The results of the segmentation evaluation are listed in Table 3, where the anatomical structures are ordered based on the distance to the OCT probe. The values in each cell show the average F1 score and Hausdorff distances of all annotators on all anatomical structures. As indicated by comparing the table values, most of the anatomical structures do not have large discrepancies, and the annotators agree with the merged results. However, with the increase in the distance to the probe (from top to bottom), a decreasing tendency of F1 score can be observed which corresponds to the decrease of OCT image quality over depths, e.g. larger noise around the stapes regions. Although the F1 scores of stapes and promontory are lower than other structures, particularly for annotator A1, Hausdorff distances are low enough to prove the rationality.

Table 3 Comparison between the segmentation of all raters including two human raters (A1, A2) and one neural network rater (A3).

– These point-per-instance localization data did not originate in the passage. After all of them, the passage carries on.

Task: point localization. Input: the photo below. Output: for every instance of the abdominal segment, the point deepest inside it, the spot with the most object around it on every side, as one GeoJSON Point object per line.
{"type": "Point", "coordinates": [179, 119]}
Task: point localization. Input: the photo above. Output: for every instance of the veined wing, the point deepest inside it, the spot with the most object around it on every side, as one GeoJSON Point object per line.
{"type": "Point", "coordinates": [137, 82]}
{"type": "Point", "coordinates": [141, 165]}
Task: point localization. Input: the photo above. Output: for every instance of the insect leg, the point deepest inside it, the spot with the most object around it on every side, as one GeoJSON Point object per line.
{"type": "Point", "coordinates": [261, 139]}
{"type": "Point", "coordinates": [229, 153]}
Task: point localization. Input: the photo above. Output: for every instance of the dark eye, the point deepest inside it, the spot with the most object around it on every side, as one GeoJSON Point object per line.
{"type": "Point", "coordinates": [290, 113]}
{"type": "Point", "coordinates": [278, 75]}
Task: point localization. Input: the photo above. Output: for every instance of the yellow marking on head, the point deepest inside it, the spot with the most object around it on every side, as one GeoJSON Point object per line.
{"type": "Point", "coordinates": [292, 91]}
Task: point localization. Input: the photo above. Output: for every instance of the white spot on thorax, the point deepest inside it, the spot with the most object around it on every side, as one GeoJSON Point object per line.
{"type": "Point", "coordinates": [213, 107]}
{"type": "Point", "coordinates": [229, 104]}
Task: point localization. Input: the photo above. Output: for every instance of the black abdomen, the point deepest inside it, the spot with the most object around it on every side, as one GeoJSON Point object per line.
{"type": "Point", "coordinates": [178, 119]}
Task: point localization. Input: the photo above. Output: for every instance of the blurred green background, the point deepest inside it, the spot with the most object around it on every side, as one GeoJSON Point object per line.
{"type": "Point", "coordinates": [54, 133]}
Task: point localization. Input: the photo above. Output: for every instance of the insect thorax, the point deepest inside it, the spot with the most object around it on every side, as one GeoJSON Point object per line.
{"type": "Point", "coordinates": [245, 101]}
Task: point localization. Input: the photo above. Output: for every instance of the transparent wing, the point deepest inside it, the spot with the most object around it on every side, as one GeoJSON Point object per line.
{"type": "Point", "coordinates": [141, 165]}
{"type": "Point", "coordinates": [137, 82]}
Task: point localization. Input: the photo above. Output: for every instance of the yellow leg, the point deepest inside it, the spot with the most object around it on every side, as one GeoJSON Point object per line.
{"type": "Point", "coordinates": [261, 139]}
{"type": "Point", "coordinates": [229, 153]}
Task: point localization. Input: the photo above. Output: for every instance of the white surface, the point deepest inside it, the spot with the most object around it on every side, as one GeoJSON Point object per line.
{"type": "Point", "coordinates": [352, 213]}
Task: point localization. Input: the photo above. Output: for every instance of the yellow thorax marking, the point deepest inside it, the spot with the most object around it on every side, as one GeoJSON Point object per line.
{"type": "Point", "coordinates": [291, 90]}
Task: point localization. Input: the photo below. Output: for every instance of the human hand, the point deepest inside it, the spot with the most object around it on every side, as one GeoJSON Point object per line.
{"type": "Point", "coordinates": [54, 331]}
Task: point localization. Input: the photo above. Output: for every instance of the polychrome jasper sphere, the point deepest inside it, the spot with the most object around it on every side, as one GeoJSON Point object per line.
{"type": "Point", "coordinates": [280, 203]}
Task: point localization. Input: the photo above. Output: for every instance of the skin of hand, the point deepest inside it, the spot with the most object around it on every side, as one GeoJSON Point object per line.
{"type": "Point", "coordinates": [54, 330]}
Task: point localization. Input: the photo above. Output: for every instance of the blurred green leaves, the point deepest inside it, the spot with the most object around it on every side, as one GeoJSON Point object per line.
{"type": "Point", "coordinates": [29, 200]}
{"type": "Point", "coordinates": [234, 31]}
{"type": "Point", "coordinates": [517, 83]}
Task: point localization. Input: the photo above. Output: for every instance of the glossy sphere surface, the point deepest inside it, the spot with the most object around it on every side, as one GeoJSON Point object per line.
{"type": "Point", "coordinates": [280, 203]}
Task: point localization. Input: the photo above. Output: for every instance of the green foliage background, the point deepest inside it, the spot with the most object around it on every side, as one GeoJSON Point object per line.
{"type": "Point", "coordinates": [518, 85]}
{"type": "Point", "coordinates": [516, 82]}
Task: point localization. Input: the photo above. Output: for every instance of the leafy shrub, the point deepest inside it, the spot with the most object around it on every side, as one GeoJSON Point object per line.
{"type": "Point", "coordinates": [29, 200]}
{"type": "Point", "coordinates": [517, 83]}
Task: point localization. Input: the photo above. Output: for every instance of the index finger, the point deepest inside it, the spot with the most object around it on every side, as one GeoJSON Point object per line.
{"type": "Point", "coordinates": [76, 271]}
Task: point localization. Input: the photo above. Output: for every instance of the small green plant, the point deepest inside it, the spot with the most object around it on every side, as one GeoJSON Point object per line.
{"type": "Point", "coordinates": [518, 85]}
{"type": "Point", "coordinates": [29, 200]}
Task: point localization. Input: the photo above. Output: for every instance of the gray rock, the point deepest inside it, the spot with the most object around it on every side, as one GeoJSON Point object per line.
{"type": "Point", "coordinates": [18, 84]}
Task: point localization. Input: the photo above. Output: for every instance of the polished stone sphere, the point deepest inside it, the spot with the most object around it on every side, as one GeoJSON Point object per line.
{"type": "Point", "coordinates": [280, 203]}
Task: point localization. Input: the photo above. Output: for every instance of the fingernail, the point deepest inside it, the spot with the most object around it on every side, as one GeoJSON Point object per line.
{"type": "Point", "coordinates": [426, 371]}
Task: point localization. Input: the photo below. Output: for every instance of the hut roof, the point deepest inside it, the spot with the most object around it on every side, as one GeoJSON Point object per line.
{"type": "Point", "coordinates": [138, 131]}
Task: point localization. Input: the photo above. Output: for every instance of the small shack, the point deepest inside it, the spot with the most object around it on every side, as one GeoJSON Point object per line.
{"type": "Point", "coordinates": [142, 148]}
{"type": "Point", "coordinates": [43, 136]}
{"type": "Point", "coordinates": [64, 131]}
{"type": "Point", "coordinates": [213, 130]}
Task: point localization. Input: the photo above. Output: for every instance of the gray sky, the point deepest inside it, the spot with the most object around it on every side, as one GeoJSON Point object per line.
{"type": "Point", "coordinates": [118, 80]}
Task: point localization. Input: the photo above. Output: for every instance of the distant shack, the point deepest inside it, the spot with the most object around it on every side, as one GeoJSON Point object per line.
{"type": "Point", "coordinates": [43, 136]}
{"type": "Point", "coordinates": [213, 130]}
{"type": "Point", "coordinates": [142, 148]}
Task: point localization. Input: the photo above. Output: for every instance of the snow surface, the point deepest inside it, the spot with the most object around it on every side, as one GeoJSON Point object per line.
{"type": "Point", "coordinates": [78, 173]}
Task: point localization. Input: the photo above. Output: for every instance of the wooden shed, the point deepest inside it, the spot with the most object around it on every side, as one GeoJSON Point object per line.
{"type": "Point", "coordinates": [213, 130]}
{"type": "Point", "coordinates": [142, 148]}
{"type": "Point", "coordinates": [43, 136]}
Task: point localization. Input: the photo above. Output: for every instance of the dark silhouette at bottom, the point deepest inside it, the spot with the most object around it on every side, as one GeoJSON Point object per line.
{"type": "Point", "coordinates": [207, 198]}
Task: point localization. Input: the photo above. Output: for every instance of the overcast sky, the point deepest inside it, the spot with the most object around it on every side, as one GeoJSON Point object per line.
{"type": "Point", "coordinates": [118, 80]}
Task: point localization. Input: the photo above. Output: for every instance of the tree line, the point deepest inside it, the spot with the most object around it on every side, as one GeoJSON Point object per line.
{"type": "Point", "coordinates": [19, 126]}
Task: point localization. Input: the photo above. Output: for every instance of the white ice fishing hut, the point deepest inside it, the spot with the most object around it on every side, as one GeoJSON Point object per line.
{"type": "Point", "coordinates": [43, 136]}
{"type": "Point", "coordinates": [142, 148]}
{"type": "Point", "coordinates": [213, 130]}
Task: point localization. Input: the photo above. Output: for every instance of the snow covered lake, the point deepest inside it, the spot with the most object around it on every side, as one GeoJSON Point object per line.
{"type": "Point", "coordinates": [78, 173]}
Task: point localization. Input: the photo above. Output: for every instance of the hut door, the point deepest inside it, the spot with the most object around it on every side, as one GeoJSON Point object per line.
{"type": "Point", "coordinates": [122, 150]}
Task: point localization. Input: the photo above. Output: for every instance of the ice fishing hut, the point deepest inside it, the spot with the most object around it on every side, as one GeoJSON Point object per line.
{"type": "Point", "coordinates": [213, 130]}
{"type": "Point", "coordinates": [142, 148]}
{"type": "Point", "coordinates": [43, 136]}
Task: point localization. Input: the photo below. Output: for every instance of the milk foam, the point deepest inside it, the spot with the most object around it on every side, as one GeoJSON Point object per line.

One interesting fact is the third rater, i.e. the neural network, outperforms the rater A1, the medical student. This proves the comparable capability of the neural network in segmenting OCT images against a human rater.

Usage Notes

The dataset was published under the Creative Commons Attribution (CC-BY 4.0) license. It can facilitate algorithm development in various deep learning tasks, for example, semantic segmentation, pathology detection or classification, etc. On the one hand, it can be combined with OCT image datasets from other anatomy for fast learning of OCT data and to improve performance. On the other hand, integration with data from other modalities via image registration enables the knowledge transfer to promote the visibility and readability of target structures. For easy processing of the dataset and evaluation of the developed methods, basic functions including 3D model reconstruction, visualization, and metrics calculation are provided.